HARVEYS LAKE — The borough is seeking a $140,000 grant to continue the eradication of hydrilla from its namesake lake, council member Michell’e Boice said Tuesday.
Hydrilla, an aggressive growing aquatic plant, was first discovered in a 50-acre section of Harveys Lake in July 2014.
The vegetation spread to over 250 acres of the 600-acre lake in three years.
Council acquired over $100,000 in grant funding from the Department of Environmental Protection’s Clean Water program to treat a 105-acre section of the lake with a systemic herbicide called SonarOne.
In August, Princeton Hydro, an ecological and engineering consulting service, dropped 2,180 pounds of the low-concentration chemical in a clay pellet form near the lake’s outlet.
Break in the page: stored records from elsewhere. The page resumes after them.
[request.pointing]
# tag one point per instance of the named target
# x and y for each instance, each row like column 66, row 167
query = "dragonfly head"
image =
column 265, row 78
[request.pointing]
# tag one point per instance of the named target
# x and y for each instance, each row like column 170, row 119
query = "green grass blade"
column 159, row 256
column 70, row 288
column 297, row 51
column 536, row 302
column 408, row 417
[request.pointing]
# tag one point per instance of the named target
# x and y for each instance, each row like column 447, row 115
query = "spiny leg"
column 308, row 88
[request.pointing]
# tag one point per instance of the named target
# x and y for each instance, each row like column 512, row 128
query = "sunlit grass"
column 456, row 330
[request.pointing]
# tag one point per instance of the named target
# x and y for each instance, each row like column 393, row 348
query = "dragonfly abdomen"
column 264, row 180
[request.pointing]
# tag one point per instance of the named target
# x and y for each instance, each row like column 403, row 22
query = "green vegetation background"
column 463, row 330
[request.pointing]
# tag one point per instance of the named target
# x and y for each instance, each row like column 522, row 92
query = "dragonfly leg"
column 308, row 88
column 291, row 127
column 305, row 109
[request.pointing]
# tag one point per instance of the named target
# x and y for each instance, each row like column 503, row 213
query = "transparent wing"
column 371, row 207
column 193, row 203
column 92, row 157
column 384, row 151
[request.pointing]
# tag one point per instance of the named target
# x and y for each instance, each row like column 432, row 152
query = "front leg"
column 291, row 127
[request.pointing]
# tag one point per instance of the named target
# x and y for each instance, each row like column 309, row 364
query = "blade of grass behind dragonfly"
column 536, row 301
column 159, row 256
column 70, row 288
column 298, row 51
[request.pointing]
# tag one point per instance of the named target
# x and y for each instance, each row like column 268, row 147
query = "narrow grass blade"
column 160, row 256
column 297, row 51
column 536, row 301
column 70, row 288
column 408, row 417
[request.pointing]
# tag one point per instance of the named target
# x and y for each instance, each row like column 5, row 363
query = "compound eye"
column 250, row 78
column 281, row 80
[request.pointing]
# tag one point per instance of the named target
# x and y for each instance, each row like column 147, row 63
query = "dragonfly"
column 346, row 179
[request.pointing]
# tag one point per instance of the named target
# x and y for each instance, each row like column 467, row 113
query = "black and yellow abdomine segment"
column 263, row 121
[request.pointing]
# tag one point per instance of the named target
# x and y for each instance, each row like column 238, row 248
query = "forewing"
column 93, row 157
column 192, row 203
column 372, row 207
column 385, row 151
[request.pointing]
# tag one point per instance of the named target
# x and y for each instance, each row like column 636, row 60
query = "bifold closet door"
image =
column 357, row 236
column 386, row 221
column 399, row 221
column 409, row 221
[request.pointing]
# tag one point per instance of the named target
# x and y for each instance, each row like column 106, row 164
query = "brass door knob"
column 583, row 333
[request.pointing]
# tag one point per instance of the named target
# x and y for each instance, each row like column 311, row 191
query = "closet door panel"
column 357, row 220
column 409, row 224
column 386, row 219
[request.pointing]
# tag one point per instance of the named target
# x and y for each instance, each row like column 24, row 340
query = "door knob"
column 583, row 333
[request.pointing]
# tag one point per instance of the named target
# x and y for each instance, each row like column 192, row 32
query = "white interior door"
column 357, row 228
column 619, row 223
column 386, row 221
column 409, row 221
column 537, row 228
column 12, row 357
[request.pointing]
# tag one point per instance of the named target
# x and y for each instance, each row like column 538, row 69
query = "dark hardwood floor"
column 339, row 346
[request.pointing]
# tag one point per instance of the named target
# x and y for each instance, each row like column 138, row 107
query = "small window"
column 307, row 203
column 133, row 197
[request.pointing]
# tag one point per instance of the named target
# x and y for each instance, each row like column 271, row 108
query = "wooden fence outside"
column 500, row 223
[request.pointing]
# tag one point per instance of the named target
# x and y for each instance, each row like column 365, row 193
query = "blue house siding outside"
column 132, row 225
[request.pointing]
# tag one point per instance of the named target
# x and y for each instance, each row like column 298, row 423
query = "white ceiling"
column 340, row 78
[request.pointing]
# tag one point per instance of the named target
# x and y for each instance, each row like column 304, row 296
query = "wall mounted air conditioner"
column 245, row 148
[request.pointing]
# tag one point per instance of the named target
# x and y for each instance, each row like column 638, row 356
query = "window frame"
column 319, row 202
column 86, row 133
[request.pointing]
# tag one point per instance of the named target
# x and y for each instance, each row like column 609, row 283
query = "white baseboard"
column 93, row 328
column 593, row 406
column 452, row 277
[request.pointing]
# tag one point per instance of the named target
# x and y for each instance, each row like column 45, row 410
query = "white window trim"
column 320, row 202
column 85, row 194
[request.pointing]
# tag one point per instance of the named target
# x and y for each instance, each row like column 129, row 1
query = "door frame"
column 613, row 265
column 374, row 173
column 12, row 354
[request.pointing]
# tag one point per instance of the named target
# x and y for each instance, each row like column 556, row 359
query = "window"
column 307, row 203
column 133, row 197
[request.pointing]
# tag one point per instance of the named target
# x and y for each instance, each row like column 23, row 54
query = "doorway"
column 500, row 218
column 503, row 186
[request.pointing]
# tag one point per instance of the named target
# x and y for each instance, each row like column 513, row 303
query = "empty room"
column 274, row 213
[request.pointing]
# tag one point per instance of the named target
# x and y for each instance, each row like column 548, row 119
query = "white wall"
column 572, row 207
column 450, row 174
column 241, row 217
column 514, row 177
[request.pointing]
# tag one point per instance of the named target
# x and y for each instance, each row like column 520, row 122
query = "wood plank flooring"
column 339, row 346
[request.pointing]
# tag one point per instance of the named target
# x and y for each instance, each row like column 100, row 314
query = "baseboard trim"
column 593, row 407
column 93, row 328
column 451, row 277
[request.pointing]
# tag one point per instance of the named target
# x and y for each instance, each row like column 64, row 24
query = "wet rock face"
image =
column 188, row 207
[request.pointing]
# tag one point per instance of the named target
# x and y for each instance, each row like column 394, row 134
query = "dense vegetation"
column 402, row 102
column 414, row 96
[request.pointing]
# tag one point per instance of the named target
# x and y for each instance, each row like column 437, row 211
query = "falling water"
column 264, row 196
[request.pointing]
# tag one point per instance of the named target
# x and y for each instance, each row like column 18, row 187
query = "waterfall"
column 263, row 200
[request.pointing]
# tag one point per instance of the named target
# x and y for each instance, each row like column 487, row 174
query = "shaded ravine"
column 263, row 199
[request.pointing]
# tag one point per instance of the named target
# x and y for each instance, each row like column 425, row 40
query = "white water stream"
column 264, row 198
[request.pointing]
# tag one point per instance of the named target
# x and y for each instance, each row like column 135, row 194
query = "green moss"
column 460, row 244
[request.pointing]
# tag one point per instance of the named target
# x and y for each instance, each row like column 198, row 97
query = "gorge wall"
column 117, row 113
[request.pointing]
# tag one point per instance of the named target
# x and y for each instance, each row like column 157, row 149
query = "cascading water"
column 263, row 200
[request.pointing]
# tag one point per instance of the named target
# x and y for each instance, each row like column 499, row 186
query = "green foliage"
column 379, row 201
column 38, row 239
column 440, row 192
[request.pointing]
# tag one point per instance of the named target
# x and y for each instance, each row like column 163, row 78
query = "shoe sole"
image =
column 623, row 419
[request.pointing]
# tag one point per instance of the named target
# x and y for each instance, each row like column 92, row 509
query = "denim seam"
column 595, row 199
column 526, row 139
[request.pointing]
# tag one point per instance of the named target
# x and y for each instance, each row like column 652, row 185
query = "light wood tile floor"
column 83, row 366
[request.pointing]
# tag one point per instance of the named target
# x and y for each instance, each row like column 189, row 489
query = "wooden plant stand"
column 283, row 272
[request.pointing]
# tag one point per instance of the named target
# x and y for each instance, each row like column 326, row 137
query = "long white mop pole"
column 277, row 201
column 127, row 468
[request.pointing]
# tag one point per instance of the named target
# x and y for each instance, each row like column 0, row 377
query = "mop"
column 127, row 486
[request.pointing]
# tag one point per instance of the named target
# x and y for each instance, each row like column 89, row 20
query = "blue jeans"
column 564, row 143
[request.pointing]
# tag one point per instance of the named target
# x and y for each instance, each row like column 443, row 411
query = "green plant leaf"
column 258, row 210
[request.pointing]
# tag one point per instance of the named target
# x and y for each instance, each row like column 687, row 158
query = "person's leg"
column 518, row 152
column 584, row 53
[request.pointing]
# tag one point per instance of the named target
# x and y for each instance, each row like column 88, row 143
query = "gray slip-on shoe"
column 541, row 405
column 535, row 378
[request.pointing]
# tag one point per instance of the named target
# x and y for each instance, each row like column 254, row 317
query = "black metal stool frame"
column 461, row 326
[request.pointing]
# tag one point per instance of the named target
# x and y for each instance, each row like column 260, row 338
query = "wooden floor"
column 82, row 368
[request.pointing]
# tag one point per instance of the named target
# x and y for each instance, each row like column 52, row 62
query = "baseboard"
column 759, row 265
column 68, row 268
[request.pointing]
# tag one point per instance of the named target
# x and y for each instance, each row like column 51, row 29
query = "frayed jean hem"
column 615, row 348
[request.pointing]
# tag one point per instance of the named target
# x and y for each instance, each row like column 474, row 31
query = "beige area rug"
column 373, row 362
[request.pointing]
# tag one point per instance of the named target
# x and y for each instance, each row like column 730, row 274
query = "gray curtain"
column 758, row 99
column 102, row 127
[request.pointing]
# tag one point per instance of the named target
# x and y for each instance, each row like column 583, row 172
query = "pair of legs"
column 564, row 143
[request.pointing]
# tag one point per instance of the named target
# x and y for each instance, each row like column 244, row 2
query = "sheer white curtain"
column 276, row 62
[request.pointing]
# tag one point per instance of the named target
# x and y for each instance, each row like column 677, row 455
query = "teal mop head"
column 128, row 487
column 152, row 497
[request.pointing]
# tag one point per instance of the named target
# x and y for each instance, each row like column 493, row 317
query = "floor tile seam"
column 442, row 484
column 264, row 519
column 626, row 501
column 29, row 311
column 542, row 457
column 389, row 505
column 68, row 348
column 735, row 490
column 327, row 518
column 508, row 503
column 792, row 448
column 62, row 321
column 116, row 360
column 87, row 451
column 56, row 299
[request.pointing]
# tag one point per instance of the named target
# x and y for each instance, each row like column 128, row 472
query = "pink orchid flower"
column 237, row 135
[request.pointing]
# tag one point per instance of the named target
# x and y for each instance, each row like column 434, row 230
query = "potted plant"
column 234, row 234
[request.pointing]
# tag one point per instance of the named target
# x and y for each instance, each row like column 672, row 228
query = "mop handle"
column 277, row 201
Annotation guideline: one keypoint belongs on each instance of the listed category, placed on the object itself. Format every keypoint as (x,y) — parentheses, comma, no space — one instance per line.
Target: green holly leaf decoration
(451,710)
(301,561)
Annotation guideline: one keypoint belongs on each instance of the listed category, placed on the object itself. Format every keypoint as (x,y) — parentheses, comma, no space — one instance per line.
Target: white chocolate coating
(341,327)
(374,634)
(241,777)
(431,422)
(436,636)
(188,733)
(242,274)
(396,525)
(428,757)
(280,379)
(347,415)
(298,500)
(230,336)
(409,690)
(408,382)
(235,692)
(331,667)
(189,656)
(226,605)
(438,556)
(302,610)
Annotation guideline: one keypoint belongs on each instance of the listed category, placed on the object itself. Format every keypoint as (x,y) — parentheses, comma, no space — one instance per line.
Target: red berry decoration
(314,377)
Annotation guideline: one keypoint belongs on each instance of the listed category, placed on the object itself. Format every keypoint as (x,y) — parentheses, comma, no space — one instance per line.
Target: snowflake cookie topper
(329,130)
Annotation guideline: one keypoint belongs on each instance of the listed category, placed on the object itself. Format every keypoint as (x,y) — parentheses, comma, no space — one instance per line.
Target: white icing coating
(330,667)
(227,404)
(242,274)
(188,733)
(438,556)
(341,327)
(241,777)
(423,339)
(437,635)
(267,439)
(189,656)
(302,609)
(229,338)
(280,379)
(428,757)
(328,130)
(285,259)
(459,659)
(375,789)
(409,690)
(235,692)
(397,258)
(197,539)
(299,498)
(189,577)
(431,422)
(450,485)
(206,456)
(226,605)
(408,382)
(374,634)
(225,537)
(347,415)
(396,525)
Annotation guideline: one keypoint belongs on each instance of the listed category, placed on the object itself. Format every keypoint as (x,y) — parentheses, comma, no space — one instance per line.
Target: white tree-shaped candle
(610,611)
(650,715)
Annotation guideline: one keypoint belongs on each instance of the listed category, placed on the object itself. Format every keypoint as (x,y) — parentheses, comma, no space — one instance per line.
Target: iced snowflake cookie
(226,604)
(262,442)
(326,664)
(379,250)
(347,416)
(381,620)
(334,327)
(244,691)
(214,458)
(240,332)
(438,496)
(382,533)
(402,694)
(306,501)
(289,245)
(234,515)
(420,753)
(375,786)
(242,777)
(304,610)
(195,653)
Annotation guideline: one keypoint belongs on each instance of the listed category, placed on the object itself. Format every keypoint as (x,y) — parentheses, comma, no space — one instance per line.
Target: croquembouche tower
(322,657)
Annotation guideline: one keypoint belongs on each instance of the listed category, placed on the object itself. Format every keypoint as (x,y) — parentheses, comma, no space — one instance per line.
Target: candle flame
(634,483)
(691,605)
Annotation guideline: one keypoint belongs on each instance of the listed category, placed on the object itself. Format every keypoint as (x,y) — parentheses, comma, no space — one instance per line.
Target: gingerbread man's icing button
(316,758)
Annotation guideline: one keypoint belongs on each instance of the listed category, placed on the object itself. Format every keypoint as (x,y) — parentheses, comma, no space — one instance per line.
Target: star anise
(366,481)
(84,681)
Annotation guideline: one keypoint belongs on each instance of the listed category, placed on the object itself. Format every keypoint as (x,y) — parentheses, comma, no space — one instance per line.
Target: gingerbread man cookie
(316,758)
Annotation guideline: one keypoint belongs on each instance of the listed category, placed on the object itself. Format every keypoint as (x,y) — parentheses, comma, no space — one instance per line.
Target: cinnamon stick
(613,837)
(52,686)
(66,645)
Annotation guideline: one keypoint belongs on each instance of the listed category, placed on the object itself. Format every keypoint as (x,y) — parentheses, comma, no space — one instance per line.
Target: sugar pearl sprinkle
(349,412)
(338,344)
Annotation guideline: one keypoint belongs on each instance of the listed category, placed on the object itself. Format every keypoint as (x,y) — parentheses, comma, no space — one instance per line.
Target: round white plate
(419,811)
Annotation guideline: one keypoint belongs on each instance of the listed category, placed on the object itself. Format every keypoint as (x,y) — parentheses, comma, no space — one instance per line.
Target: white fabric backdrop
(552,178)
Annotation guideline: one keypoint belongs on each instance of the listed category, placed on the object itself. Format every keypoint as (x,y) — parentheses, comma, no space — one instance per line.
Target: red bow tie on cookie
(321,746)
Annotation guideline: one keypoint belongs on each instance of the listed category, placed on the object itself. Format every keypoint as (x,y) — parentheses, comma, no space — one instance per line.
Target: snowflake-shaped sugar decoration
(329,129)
Borough Council chairman Bill Hilburt said the eradication’s phase one treatment was a success.
”The hydrilla is turning white, so it is working,” Hilburt said.
Hydrilla, if left untreated, will grow to the water’s surface and create a thick green mat, which prevents sunlight from reaching native plants, fish and other organisms. The lack of sunlight chokes out all aquatic life.
In other borough news:
• The General Municipal Authority of Harveys Lake is accepting sealed bids for the sale of an “as is” 2003 GMC pickup truck with plow.
The two-door truck has a V8 engine, four-wheel drive and has 101,203 miles. Bids need to be received by the authority by Friday, Oct. 27.
The truck can be viewed from 7 a.m. to 3 p.m. Monday through Friday at the municipal building parking lot.
• Council members passed a motion to purchase a laptop with Bluetooth capabilities for police to check speed minder signs stationed on Lakeside Drive.
“It would have Bluetooth, so they do not have to get out of the car to check everything,” council vice president Thomas Kehler said. “It would be roughly $400.”
• Council member Daniel F. Blaine wants to remind residents that Lakeside Drive, a narrow windy road that travels around the lake, is a “very dangerous road.”
“I have seen residents jogging at night, walking their dogs at night,” Blaine said. “Please take into consideration when people are driving — not everyone is a young person with the greatest eyes in the world and if you don’t have your high beams on, you can’t see people.”
Blaine advised pedestrians to carry a flashlight or wear a bright-colored shirt to help motorists see them.
• The next council meeting is scheduled for 7:30 p.m. Nov. 21 in the borough building.